Speaker Effeciency and Bass Production


How much speaker efficiency is gained if the bottom two octaves or so don't need to be produced? I'm considering trying an SET or OTL amp but am wondering about the ability of these amp types to drive my speakers (Opera Quinta; 89db efficiency and 6 ohm nominal impedance; 6-8 ohms from 100Hz up). I am using a pair of corner placed subwoofers which can easily produce the lower 2-3 octaves. So the question is if the amps driving the main speakers don't have to produce anything below 100Hz or so, then is the ability to use them on my main speakers more doable? The room is fairly large, but I sit only around 10 feet from them.
smeyers
Impossible to answer that one definitively but if it helps, I use a 10w amp to drive 90dB speakers in a large room, sitting 10 feet away and I have never heard my amps clip. I don't listen at ear splitting levels but cranking it up my ears run out of head room before the amps do.

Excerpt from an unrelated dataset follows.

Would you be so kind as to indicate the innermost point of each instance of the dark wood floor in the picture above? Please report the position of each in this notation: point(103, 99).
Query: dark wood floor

No doubt that removing bass below 100Hz will help your amps, but a 5 to 8W amp may surprise you with those speakers, even without the subs.
Much will depend on the volume level you desire. For instance, the setup Myrtle described will only produce a max 93 dB at the listening position; Bob R.'s setup can do 94 dB. Use this SPL Chart to determine what would be an appropriate level for you. As a minimum you need a +10dB capacity above average levels for dynamic peaks.
Thanks much for the responses! It is interesting to note that so far I have used 3 different sets of tube amps so far on this setup with no as yet noticeable problems (although I've yet to push it VERY hard):

AES Sixpac: 50W push-pull triode
ASL Wave 20: 20W push-pull
Wright Sound: 10W push-pull triode

I do wonder if there is a formula than can calculate increase in efficiency based on low frequency cutoff. In other words if an amp can drive speakers full range to 94db in a room just before a certain clipping distortion, then if the amps are high-pass fed the same signal at a certain frequency (lets say 80Hz), then what SPL can the same speakers in the same room be driven to the same clipping distortion?
Onhwy, thanks for the link to the chart. According to that chart, I would need approximately 30W or so at peak levels; although isn't calculating efficiency a little more complicated as Bob_reynolds suggests above?
The answer to your original question is NO. Adding a subwoofer won't change the speakers sensitivity. Removing low bass frequencies will lessen amplifier clipping (on most types of music), but it won't effect the maximum volume level attainable by the amp/speaker combo. So the system could sound cleaner, less distortion, but it won't go any louder.

Calculating max SPLs is fairly simple. Matching a speaker's impedance to an appropriate amp is more complicated. You need to be more specific about the amps you're considering to get more detailed and better replies.